Another case often cited as showing that genetically modified foods are inherently dangerous is that of the US company Pioneer Hi-Bred, which introduced genes from Brazil nuts into soybeans to increase the level of sulphur-rich amino acids. The soya was intended for animal feed, not human food. During tests it became clear that the nut protein that was transferred to soybean was allergenic to humans, and the company elected not to pursue the development, citing the potential difficulties of preventing the soya from entering the human food chain.

The use of antibiotic resistance as a marker system for gene uptake rightly continues to generate much concern. Again, it is important to identify and deal with specific concerns and not to condemn a general approach which has been invaluable in making genetic modification technically feasible. In general, the antibiotics used in marker systems are not used for treating diseases, and the gene and its product (that is, the enzyme that inactivates the antibiotic and thus confers resistance) would usually be destroyed during heat processing of the food material.
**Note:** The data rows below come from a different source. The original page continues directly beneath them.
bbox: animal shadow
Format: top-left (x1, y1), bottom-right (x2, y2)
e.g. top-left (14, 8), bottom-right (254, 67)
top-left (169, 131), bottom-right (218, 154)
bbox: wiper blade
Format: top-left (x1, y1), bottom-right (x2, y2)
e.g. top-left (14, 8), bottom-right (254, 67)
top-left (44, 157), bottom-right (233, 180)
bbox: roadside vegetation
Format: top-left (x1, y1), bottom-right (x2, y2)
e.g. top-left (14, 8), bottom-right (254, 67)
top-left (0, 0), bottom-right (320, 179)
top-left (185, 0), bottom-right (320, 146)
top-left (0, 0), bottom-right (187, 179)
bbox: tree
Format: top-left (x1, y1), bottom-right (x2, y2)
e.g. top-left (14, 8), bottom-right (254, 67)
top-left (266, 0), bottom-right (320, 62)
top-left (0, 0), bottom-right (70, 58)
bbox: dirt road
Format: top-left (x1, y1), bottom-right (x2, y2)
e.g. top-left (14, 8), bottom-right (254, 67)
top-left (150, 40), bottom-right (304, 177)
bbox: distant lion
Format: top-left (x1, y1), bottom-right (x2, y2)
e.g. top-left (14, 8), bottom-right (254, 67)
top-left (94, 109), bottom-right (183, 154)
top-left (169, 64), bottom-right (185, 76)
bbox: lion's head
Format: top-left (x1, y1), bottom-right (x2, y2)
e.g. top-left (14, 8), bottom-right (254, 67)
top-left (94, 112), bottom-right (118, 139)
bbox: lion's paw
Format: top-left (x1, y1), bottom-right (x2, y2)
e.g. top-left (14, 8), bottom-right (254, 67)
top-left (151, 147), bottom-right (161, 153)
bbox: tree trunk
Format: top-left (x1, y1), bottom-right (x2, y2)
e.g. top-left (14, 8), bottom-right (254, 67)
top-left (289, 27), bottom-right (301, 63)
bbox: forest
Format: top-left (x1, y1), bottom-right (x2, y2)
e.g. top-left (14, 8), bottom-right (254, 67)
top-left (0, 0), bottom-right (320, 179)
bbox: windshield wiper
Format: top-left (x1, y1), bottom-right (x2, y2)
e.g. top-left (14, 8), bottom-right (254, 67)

However, in two cases clinically important antibiotics have been used: a maize developed by Novartis contained a gene for ampicillin resistance, and a potato developed by Avebe contained a gene for amikacin resistance. A further complication with the maize is that the material was intended to be used unprocessed in animal feed and that the antibiotic resistance gene was under the control of a bacterial promoter.

That led to concerns that the antibiotic resistance gene might be transferred to animal gut flora (including human pathogens), which might then acquire resistance to a clinically useful antibiotic. As a consequence, both these genetically modified crops are having difficulties gaining full regulatory approval. In England, the Advisory Committee on Novel Foods and Processes and in the US, advisory committees to the US FDA have called for the development of different marker systems, and there's some evidence that alternative technologies are being developed. In the meantime it is imperative that the clinical use of antibiotics is not compromised.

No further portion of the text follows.